Skip to main content

Alice Harting: MCMC Estimation of Causal VAE Architectures with Applications to Spotify User Behavior

examensarbete

Time: Tue 2024-02-06 09.00 - 09.30

Location: KTH 3418, Lindstedtsvägen 25

Participating: Alice Harting (KTH)

Export to calendar

Abstract

A common task in data science at internet companies is to develop metrics that capture aspects of the user experience. In this thesis, we are interested in systems of measurement variables without direct causal relations such that covariance is explained by unobserved latent common causes. A framework for modeling the data generating process is given by Neuro-Causal Factor Analysis (NCFA).
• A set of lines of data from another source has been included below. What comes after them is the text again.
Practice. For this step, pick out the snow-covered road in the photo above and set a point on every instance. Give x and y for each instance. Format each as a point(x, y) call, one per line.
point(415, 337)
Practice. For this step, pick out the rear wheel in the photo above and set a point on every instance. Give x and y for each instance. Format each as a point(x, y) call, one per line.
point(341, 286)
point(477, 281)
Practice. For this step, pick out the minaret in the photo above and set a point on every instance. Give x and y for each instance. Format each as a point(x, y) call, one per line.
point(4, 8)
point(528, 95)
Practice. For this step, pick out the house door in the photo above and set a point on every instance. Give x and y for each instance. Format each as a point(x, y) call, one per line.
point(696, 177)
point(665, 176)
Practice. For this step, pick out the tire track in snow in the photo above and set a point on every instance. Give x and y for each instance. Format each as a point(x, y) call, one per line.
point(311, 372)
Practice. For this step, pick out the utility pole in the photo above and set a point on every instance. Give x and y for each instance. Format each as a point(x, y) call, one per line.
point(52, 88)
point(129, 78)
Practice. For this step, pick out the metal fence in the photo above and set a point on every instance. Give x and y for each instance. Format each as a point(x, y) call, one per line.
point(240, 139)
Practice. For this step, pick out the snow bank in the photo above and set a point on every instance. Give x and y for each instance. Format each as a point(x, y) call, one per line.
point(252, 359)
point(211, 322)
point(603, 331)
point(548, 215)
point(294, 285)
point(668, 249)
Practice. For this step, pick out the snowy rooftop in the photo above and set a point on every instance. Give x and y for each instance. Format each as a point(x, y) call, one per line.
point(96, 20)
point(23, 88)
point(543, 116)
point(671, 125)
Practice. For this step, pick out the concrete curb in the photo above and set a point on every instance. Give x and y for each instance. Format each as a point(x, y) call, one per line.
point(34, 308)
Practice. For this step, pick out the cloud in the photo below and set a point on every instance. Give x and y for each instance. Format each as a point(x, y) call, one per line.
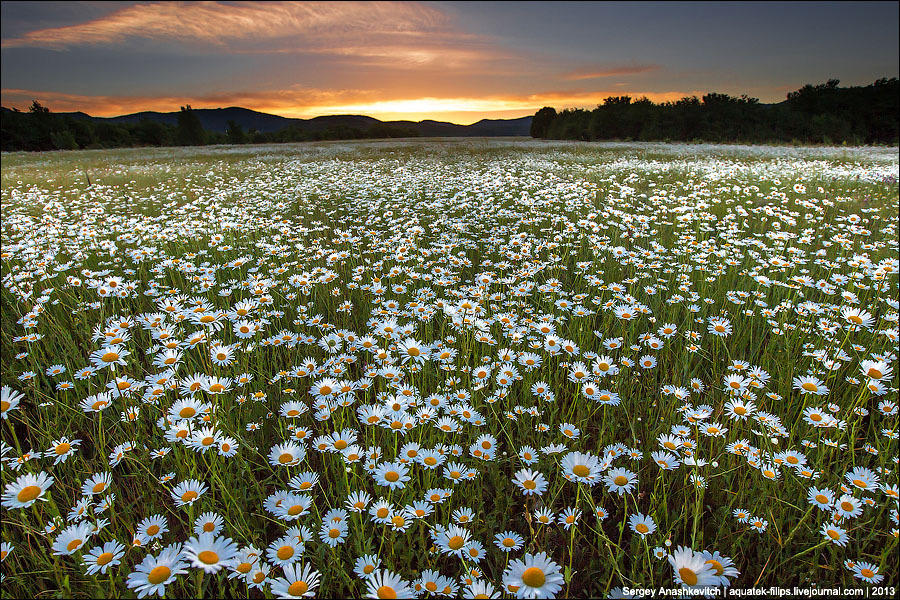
point(597, 73)
point(311, 102)
point(399, 35)
point(219, 23)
The graphical model consists of a directed graph with edges pointing from the latent common causes to the measurement variables; its functional relations are approximated with a constrained Variational Auto-Encoder (VAE). We refine the estimation of the graphical model by developing an MCMC algorithm over Bayesian networks from which we read marginal independence relations between the measurement variables. Unlike standard independence testing, the method is guaranteed to yield an identifiable graphical model. Our algorithm is competitive with the benchmark, and it admits additional flexibility via hyperparameters that are natural to the approach. Tuning these parameters yields superior performance over the benchmark. We train the improved NCFA model on Spotify user behavior data. It is competitive with the standard VAE on data reconstruction with the benefit of causal interpretability and model identifiability. We use the learned latent space representation to characterize clusters of Spotify users. Additionally, we train an NCFA model on data from a randomized control trial and observe treatment effects in the latent space.